Homework

Given the following graph:

title <- 'Fuel Economy of Popular Cars'
legend.title <- 'Type of Car'

ggplot(mpg, aes(displ, hwy, color = class)) + 
  geom_point()

Which are ways that you can change the legend titles? Select all that apply.

scale_color_discrete(name = legend.title)
theme(legend.title = element_text(legend.title))
theme(legend.text = element_text(title = legend.title))
labs(color = legend.title)

Which are ways that you can add a title to your graph? Select all that apply.

labs(title = title)
ggtitle(title)
annotate('text', label = title, x = min(mpg$displ) + 3.5, y = max(mpg$hwy), size = 4)
theme(plot.title = element_text(title))

Create a scatterplot exploring select breakfast cereals¹. What is the relationship between cereal ratings and grams of sugar?
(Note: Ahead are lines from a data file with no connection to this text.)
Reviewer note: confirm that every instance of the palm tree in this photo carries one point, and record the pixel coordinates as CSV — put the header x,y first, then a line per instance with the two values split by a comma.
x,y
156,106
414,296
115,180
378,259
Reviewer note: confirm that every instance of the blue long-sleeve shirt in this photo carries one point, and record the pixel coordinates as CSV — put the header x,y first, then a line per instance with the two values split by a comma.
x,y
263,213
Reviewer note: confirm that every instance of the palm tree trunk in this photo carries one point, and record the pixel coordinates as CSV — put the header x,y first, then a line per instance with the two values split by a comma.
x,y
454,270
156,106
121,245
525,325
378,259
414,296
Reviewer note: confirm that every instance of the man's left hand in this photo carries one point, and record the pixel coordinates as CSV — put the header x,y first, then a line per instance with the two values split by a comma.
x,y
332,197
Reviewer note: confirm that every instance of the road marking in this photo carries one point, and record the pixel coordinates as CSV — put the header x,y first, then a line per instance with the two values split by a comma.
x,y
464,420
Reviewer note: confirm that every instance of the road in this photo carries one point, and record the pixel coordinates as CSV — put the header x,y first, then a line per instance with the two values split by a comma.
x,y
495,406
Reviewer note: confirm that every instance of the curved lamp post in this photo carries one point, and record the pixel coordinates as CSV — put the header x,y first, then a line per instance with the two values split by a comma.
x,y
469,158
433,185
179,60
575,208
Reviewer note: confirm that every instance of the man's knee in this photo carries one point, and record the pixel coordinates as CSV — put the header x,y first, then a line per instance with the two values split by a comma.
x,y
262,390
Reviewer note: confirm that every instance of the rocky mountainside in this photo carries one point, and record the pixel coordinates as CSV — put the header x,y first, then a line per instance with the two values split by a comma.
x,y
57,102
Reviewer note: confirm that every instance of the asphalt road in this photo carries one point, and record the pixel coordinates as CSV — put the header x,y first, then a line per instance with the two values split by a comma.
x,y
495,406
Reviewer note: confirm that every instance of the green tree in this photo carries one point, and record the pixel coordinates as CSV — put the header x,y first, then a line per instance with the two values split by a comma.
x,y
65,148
Download the cereals dataset, and read into R. Metadata can be found here
Create a new column sugars_per_oz that calculates grams of sugars per ounce.
Create a scatterplot using geom_point() with sugars_per_oz on the x-axis and rating on the y-axis
Map the manufacturer of the cereal to color and cereal type to shape
Change the shapes to anything but the default ones
- To find out what shape options are available run the following

df_shapes <- data.frame(shape = 0:24)
ggplot(df_shapes, aes(0, 0, shape = shape)) +
  geom_point(aes(shape = shape), size = 5, fill = 'red') +
  scale_shape_identity() +
  facet_wrap(~shape) +
  theme_void()

Notice anything interesting with the sugar column in the dataset?

What is the range of the sugars per ounce column?
Which cereal(s) contains the greatest amount of sugars per ounce? Cereals with 0 grams? Less than 0?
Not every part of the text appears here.